Red Joan review – Judi Dench underused in brittle defector drama

Trevor Nunn’s film about ‘granny spy’ Melita Norwood aims for The Imitation Game-style spring, but squanders its greatest acting asset
  
  

Red Joan
Prestige Britpic … Judi Dench in Red Joan. Photograph: Allstar/Trademark Films

This 40s period piece tootles picturesquely along like a cold war, heterosexual version of The Imitation Game, the biopic of wartime codebreaker Alan Turing. There is the same prestige Britpic furniture: clipped vowels, kindly officer-class boffins, sexy smoulderers, brilliant women patronised by pipe-smoking, pint-quaffing chaps, illicit (straight) relationships in cramped rooms with a sixpence for the meter.

Red Joan is adapted by screenwriter Lindsay Shapero from Jennie Rooney’s 2013 novel, and directed by Trevor Nunn; the story is inspired by the case of Melita Norwood, the scientific researcher who was in 1999 unmasked as a Soviet spy. The film gives its “Red Joan” a conventionally glamorous Apostle-style career in Cambridge University that Norwood didn’t have, along with a much less ideological, more mainstream-friendly approach to cold war politics. Judi Dench is Joan in old age, a dithery but lucid old lady who is suddenly brought in for questioning by Special Branch officers who have been astonished to find her name in files handed over by a recent Soviet defector.

The questioning of course triggers extended flashback sequences at Cambridge, in which Sophie Cookson plays Young Joan, rather as Kate Winslet played young Iris Murdoch to Judi Dench’s old Iris in the 2001 film of the same name. Joan is the delectable naif who is dazzled by worldly, sophisticated student Sonja (Tereza Srbova) and through her makes the acquaintance of super-sexy Leo (Tom Hughes), a charismatic communist who appears nonetheless pro-war, an atypical defiance of the party line, which is a bit of historical fudging. While later working in the secret atomic research facility, she falls for attractive older professor Max (Stephen Campbell Moore), and is sufficiently horrified by Hiroshima and Nagasaki to want to turn over Britain’s nascent secrets to the Soviets.

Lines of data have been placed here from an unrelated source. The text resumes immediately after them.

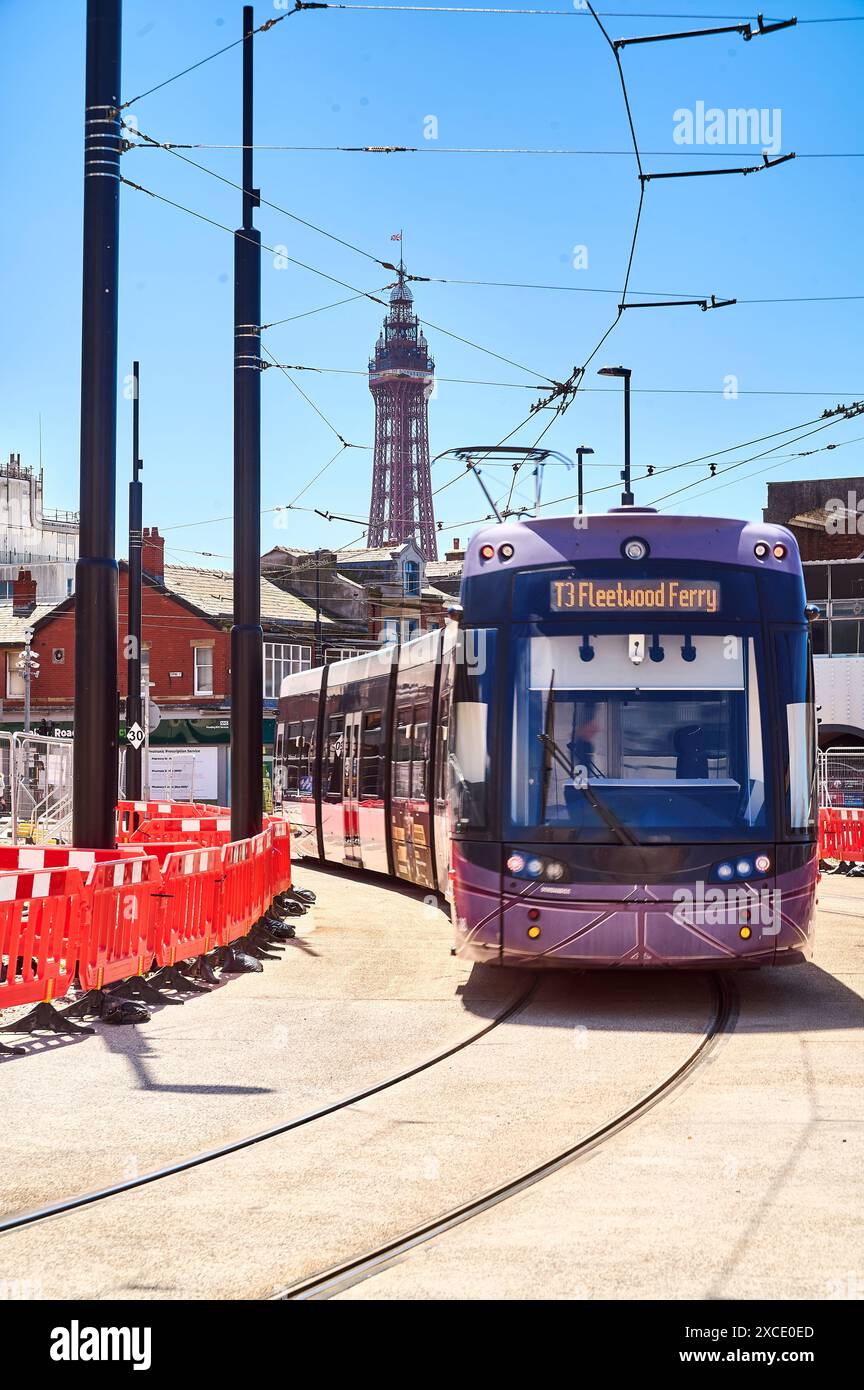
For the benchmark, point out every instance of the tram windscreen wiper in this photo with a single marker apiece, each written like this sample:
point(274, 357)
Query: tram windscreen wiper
point(606, 813)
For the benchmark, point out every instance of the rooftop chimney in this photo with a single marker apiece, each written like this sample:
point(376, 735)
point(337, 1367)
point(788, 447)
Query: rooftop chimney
point(24, 594)
point(153, 555)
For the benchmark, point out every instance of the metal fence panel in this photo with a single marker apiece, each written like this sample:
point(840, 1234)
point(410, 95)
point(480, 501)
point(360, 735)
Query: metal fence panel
point(6, 787)
point(42, 790)
point(842, 777)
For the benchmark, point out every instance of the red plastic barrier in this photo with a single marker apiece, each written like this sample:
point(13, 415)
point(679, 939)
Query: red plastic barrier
point(132, 813)
point(63, 856)
point(188, 904)
point(40, 926)
point(117, 940)
point(202, 830)
point(246, 875)
point(842, 833)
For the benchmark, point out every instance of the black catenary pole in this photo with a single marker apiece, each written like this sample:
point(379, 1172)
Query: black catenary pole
point(627, 496)
point(134, 655)
point(246, 638)
point(96, 687)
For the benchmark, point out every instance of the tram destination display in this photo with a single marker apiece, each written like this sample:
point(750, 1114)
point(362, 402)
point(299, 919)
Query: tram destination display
point(634, 595)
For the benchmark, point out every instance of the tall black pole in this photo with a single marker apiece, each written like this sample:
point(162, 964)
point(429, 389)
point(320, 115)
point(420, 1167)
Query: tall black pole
point(318, 642)
point(96, 688)
point(246, 637)
point(134, 660)
point(627, 496)
point(581, 451)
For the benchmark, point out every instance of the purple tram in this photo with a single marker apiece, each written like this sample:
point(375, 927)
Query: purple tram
point(609, 762)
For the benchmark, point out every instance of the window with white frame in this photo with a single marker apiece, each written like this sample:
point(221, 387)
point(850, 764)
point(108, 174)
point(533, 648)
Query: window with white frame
point(203, 670)
point(341, 653)
point(14, 679)
point(411, 576)
point(284, 659)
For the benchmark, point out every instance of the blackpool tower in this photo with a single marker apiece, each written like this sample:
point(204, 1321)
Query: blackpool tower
point(400, 378)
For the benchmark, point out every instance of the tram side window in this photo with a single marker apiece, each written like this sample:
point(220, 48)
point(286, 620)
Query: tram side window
point(402, 752)
point(472, 709)
point(371, 765)
point(443, 737)
point(420, 749)
point(332, 759)
point(795, 680)
point(306, 759)
point(291, 761)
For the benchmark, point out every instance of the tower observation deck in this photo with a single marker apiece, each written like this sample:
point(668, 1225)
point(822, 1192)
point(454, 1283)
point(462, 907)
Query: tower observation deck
point(400, 378)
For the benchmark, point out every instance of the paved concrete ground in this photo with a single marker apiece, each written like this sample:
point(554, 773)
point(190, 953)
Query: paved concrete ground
point(367, 988)
point(746, 1184)
point(741, 1184)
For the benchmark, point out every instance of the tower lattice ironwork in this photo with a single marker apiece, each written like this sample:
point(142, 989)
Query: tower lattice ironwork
point(402, 374)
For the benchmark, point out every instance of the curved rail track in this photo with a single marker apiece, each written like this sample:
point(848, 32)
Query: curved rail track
point(184, 1165)
point(339, 1278)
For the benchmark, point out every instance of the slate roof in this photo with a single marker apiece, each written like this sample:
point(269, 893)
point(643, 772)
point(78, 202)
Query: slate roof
point(211, 592)
point(13, 624)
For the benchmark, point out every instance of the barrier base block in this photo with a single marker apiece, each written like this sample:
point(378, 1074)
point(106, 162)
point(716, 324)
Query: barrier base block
point(139, 988)
point(172, 979)
point(261, 945)
point(45, 1019)
point(88, 1005)
point(200, 969)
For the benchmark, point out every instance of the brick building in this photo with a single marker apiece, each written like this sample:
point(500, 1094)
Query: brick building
point(384, 594)
point(185, 658)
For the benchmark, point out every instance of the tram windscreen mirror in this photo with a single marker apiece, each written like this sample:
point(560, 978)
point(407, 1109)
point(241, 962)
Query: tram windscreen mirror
point(634, 597)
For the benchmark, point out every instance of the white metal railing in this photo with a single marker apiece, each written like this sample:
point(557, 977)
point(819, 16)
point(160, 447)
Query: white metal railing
point(40, 790)
point(841, 773)
point(36, 786)
point(7, 763)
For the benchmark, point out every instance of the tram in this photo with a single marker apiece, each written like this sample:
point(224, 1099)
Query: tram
point(607, 761)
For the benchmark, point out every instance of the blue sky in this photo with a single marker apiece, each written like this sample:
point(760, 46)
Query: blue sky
point(492, 81)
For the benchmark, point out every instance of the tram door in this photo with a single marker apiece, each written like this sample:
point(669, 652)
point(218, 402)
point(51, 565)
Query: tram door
point(350, 790)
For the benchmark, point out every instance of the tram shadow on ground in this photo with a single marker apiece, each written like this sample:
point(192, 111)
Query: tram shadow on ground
point(800, 1000)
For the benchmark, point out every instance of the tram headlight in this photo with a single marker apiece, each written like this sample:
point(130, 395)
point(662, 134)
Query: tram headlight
point(635, 548)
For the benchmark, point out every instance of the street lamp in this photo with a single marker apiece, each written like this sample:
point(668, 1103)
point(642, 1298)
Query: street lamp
point(627, 496)
point(582, 449)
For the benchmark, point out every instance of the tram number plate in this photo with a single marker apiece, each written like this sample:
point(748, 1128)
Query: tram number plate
point(635, 595)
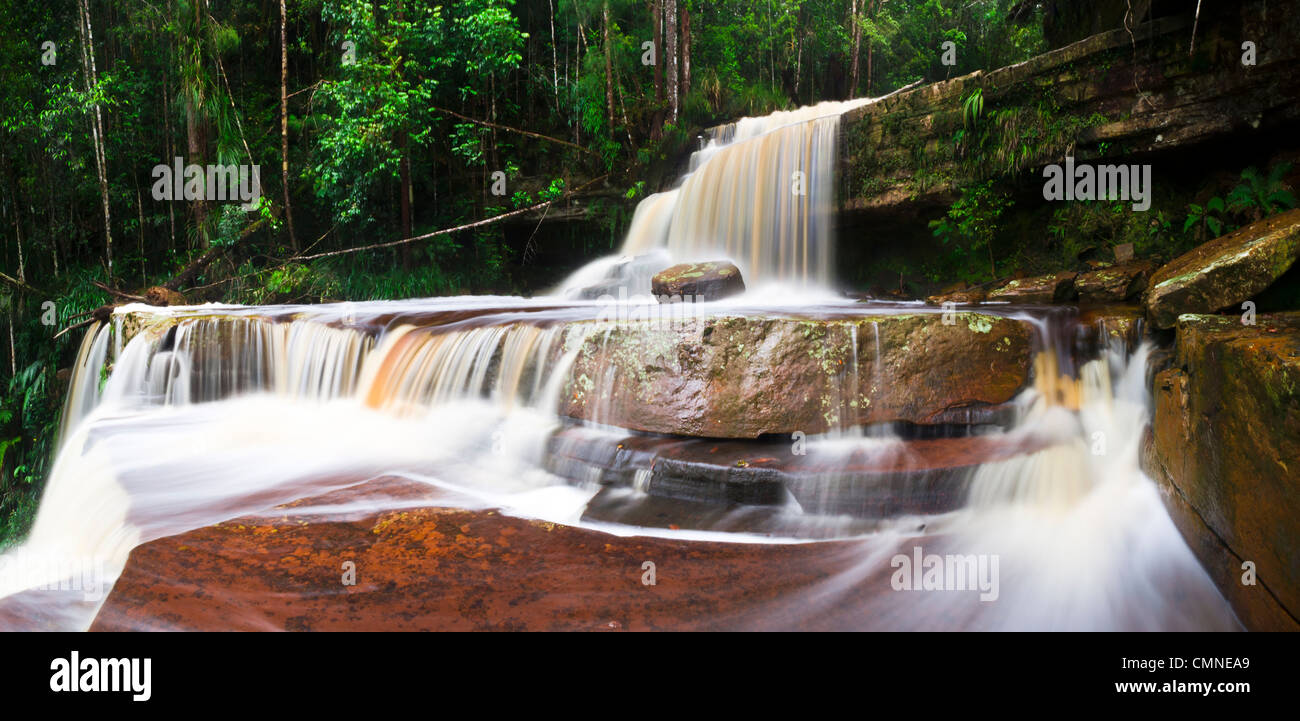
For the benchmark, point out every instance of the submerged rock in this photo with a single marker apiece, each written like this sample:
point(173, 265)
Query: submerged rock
point(161, 295)
point(742, 377)
point(1226, 270)
point(706, 281)
point(963, 296)
point(1116, 283)
point(1053, 287)
point(1225, 444)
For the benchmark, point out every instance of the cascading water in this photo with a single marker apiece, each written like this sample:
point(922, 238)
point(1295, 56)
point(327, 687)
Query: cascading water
point(759, 192)
point(212, 413)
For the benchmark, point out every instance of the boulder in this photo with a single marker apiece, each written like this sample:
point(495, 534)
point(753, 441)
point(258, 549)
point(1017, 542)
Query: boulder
point(1054, 287)
point(1226, 270)
point(963, 296)
point(1116, 283)
point(706, 281)
point(159, 295)
point(742, 377)
point(1225, 446)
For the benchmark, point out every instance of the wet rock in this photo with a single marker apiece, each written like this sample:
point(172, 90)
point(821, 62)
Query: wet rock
point(1110, 326)
point(963, 296)
point(742, 377)
point(705, 281)
point(1116, 283)
point(1225, 446)
point(159, 295)
point(1054, 287)
point(1226, 270)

Red Joan has a valid point to make: some spies were not pro-communist so much as pro-balance, pro-Mutually Assured Destruction, pro-peace. This is the case with Red Joan (though perhaps not quite with Norwood). But this story, though competently told, is brittle and cliched. Quite simply, there is not enough Dench, not enough Old Joan, not enough about how she feels about the decades of deceit, and tension, and becalmed ordinariness, far from the drama of espionage.